R.A.: Como a Marcha das Mulheres Negras contribui para tornar essas lutas visíveis em um contexto global?

R.L.: A Marcha das Mulheres Negras, em 2025, nos ajuda a conectar as questões da violência contra as mulheres e do racismo. Essa é a maneira como os direitos humanos continuam a avançar: a partir das interseções.

R.A.: Que legado de ativismo interseccional (raça, gênero e sexualidade) devemos preservar nos próximos anos?

R.L.: O ativismo interseccional é a única coisa que tem futuro. Assim como se diz que os direitos humanos são interdependentes e inter-relacionados, o mesmo se aplica à necessidade de combatermos o racismo conectando gênero, sexualidade e qualquer outra identidade discriminada, para entender como somos afetados.

Devemos também unir as questões ambientais, pois não há como alcançar um desenvolvimento econômico sustentável e acessível sem essa perspectiva. Para que todas as pessoas tenham acesso ao meio ambiente, à moradia, à educação, à saúde e a melhores condições de vida, é necessário adotar uma perspectiva interseccional.

R.A.: Qual é o principal passo que deve ser dado nesta nova década para promover reparações e reconhecimento político para as mulheres negras?

R.L.: O primeiro passo que deve ser dado para avançar em reparações e reconhecimento político para nós, mulheres negras, é reconhecer que enfrentamos situações difíceis e desiguais simplesmente por sermos mulheres negras, em toda nossa diversidade. Esse deve sempre ser o ponto de partida, acompanhado de um olhar interseccional, capaz de refletir sobre a complexidade de nossas comunidades.

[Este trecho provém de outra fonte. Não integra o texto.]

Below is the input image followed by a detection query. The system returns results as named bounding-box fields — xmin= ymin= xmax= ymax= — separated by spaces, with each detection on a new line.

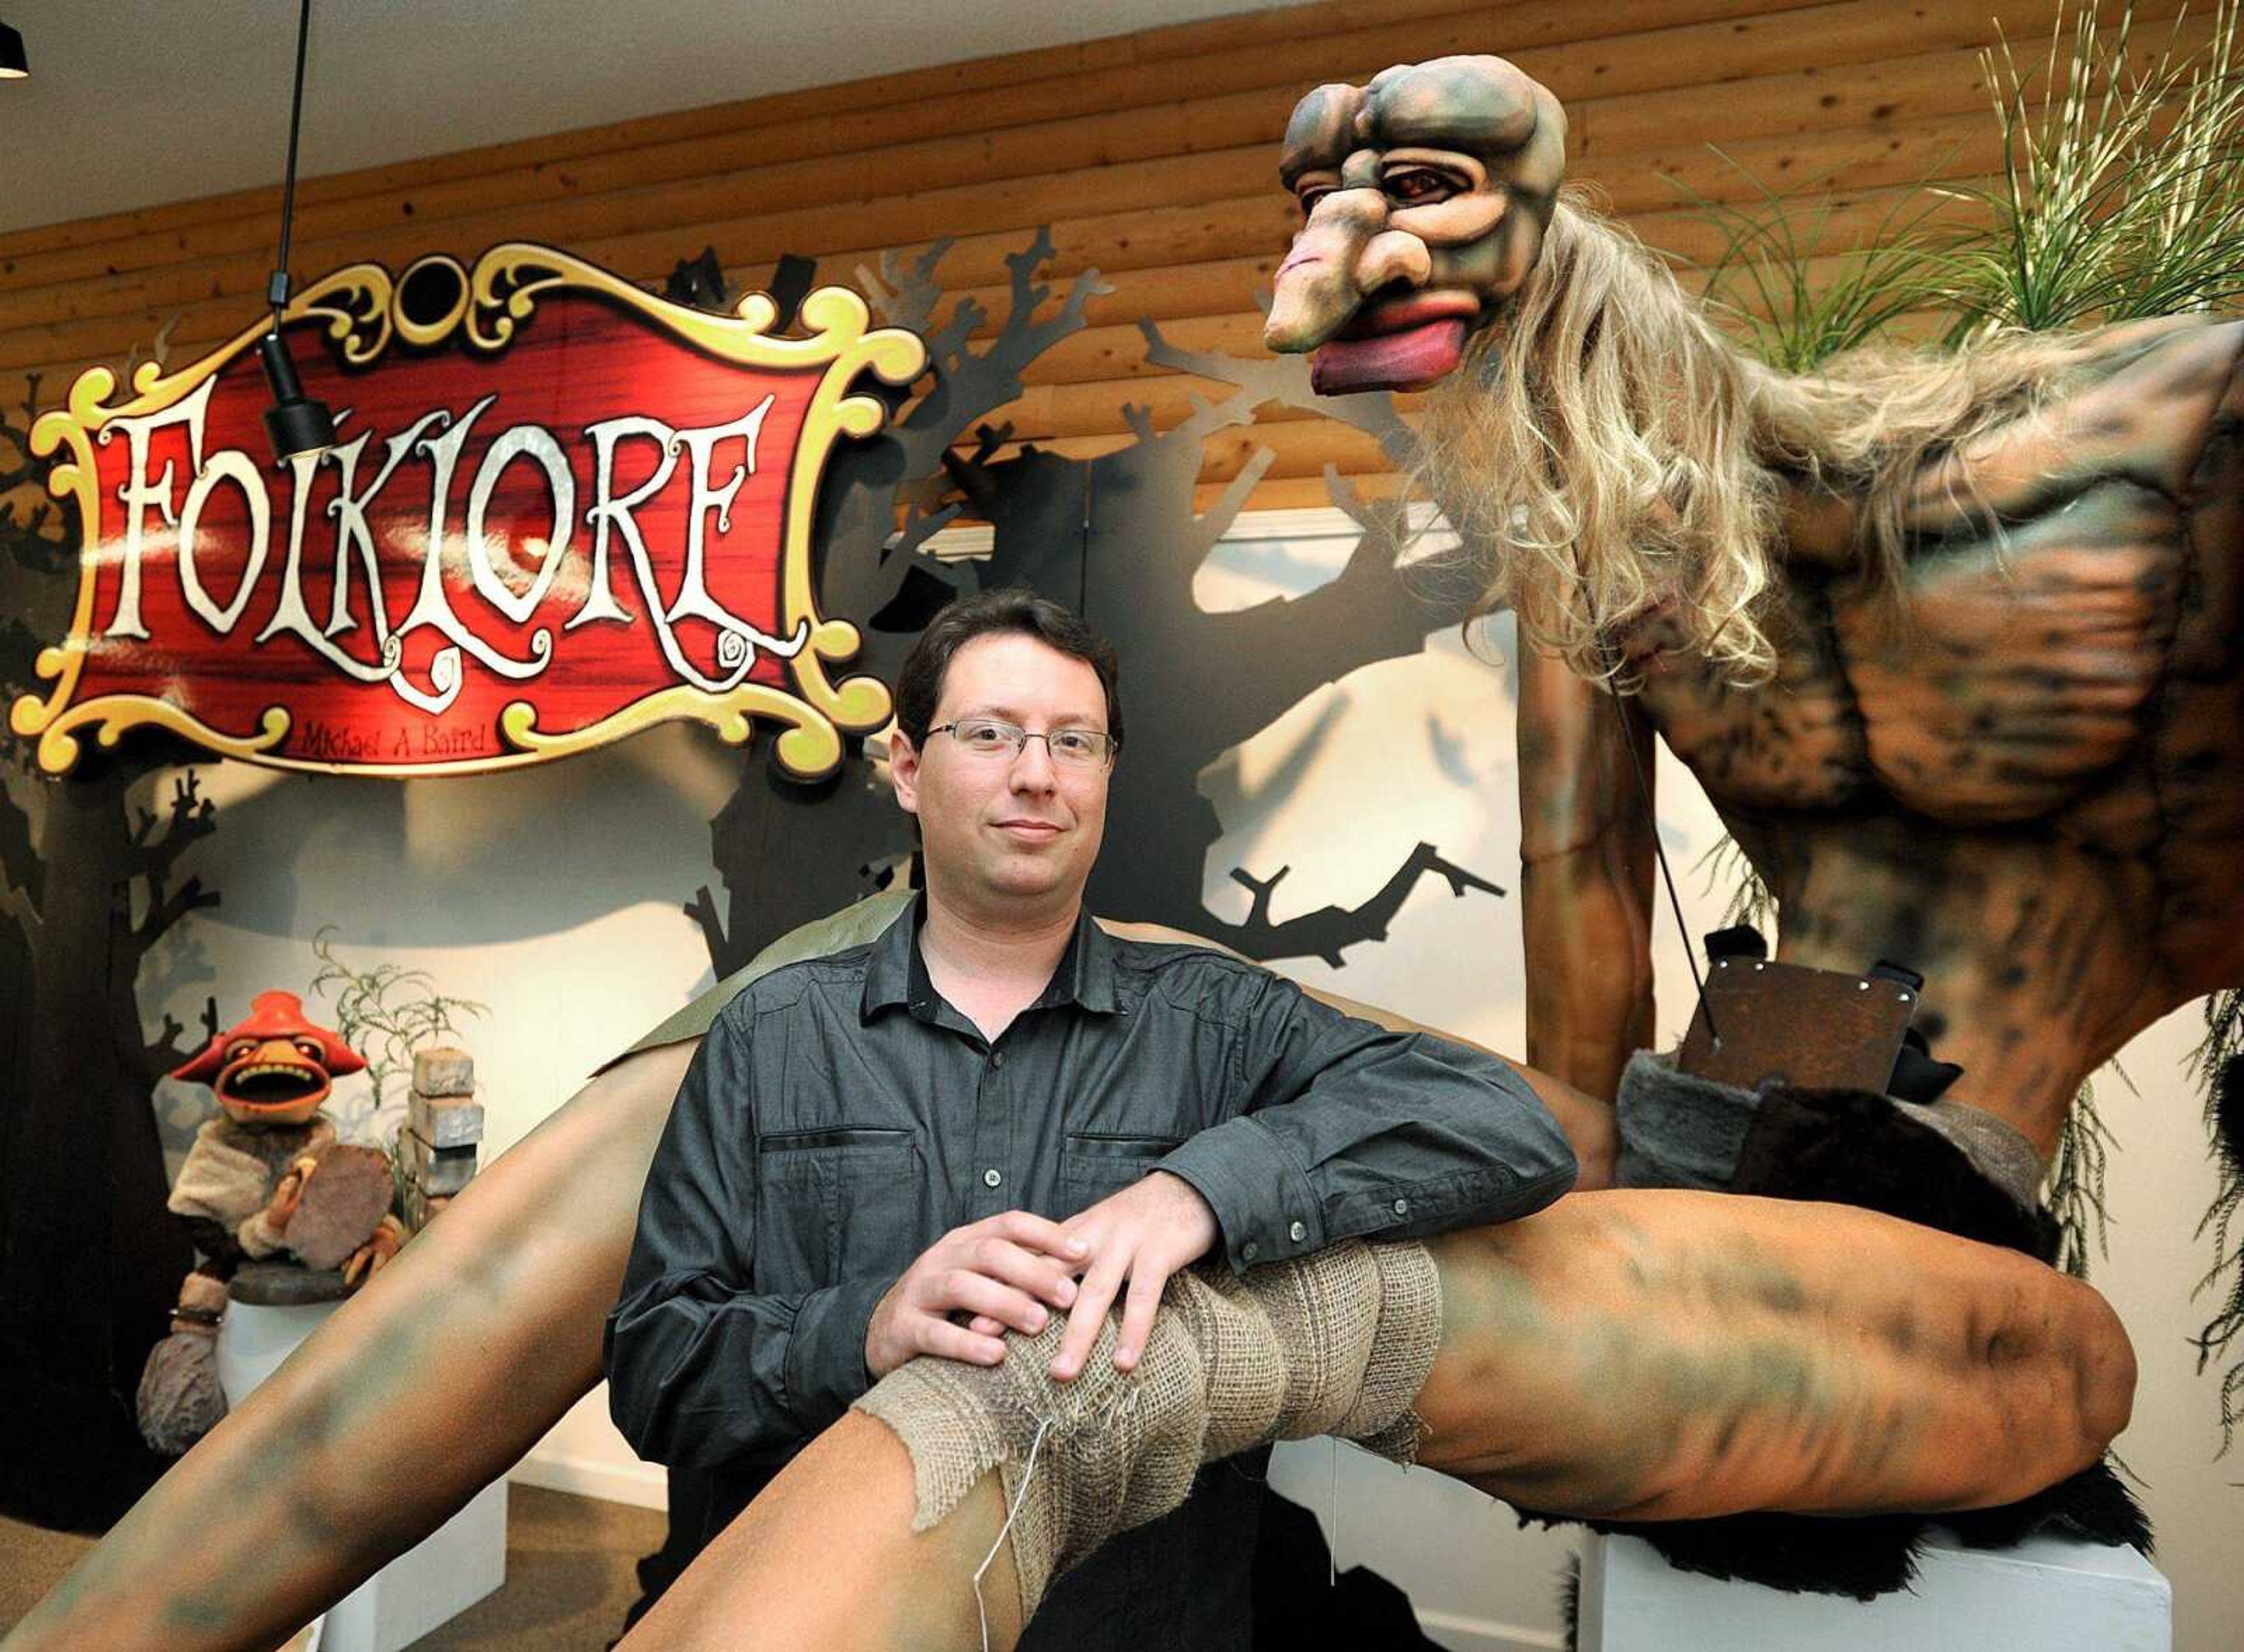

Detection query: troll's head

R.A.: Que mensagem você gostaria de deixar para as mulheres negras na diáspora que estão construindo esse futuro ao redor do mundo, especialmente com a crescente de movimentos reacionários e de extrema direita contra populações negras?

R.L.: O avanço de forças ultraconservadoras, que atinge nossos países de origem e a diáspora, revela um momento geopolítico que exige a nossa união. Seja nos territórios em que nascemos, seja nos lugares para onde muitos de nós migramos, todos estamos sendo afetados. Nossas vozes devem se unir mais do que nunca. Sabemos que tudo isso está conectado às questões da migração e às políticas racistas que perseguem e expulsam imigrantes. Nosso povo, não importa onde esteja, é um só povo.

*Essa entrevista, é fruto da parceria entre a Revista Afirmativa, e a Marcha das Mulheres Negras por Reparação e Bem Viver.